2 - Check connections - both input and output. We all do silly stuff, like the time I plugged the speaker wires in to the 4-ohm and 8-ohm tap, hence no sound!

3) if you have the amp on - with the speakers plugged in - do you still get a bias reading? If so, that indicates that power is reaching the tubes.

4) I've been messing with tube amps for over 20 years and have never, ever blown an output transformer. There may be something else that went bad inside. If you don't have experience working with high voltage, then have a tech take a look for anything obvious. Luckily most tube amps are fairly easy to troubleshoot.
It would be great to know what the outcome of this is.
So after taking the amp to an experienced tube technician, the problem was that 2 of the output tubes went bad, and took out a fuse and fried 4 resistors. On the outside, everything seemed normal since the amp turns on and all tubes light up as usual, but the 2 dying tubes were causing problems behind the scene.

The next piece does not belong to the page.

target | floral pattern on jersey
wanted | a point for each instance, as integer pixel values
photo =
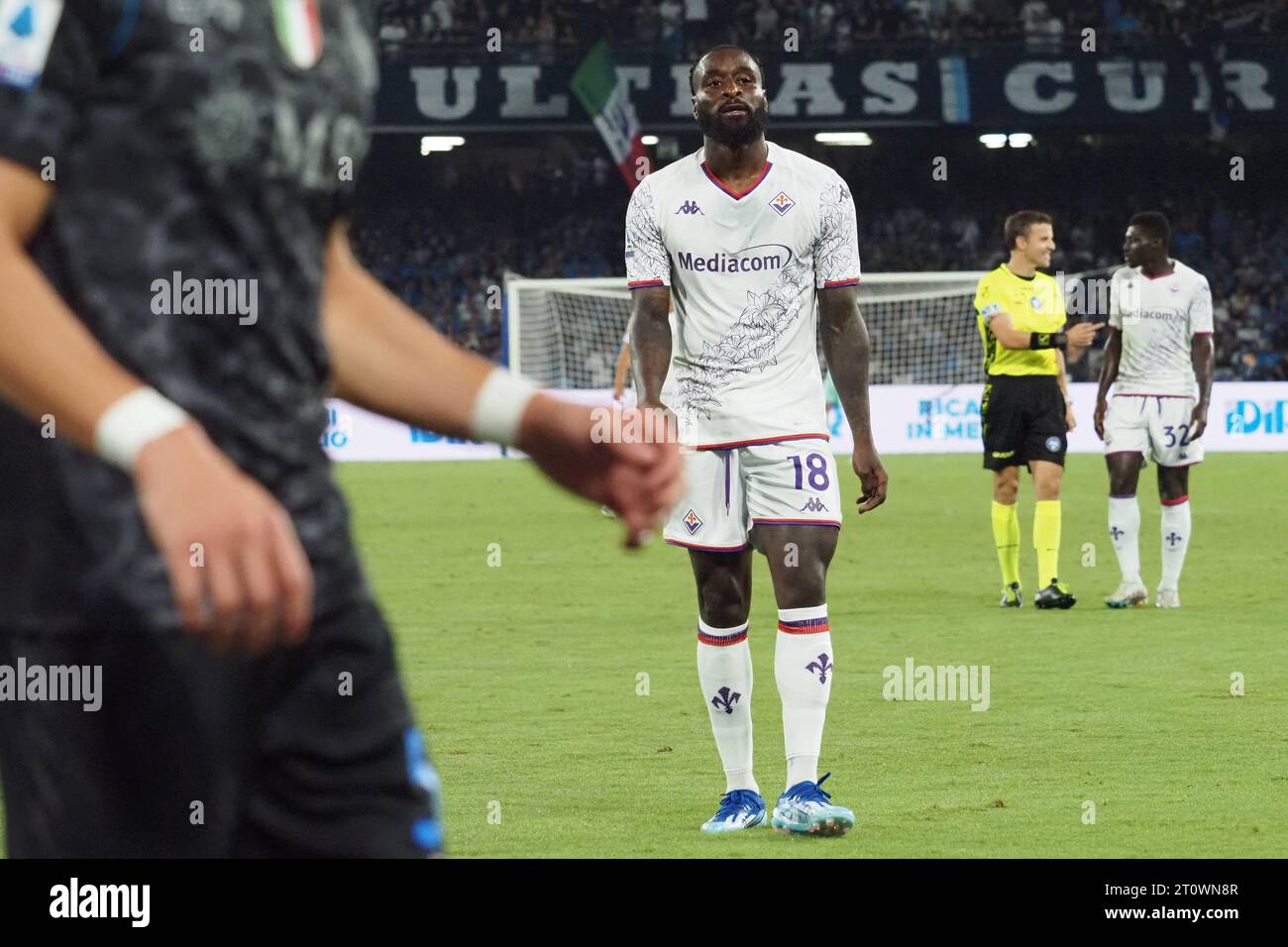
(751, 342)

I had a feeling those 2 tubes were going bad and bought replacements, but before I could bias the new tubes, the main fuse blew, cutting off all outputs, causing me to think my biasing procedure damaged the amp.

The amp is now fixed and working better than before. A few things I learned from this experience. If you buy a tube amp second hand, always re-bias the tubes right away even if the previous owner told you he already did. It IS actually safe to bias your tubes without speakers connected on the condition that no inputs is connected either.
Also the thing to remember is, no one ever sells an amp with new output tubes in it. I always tell my customers to expect to need a partial or full re-tube when they bring in a used amp to have it checked out.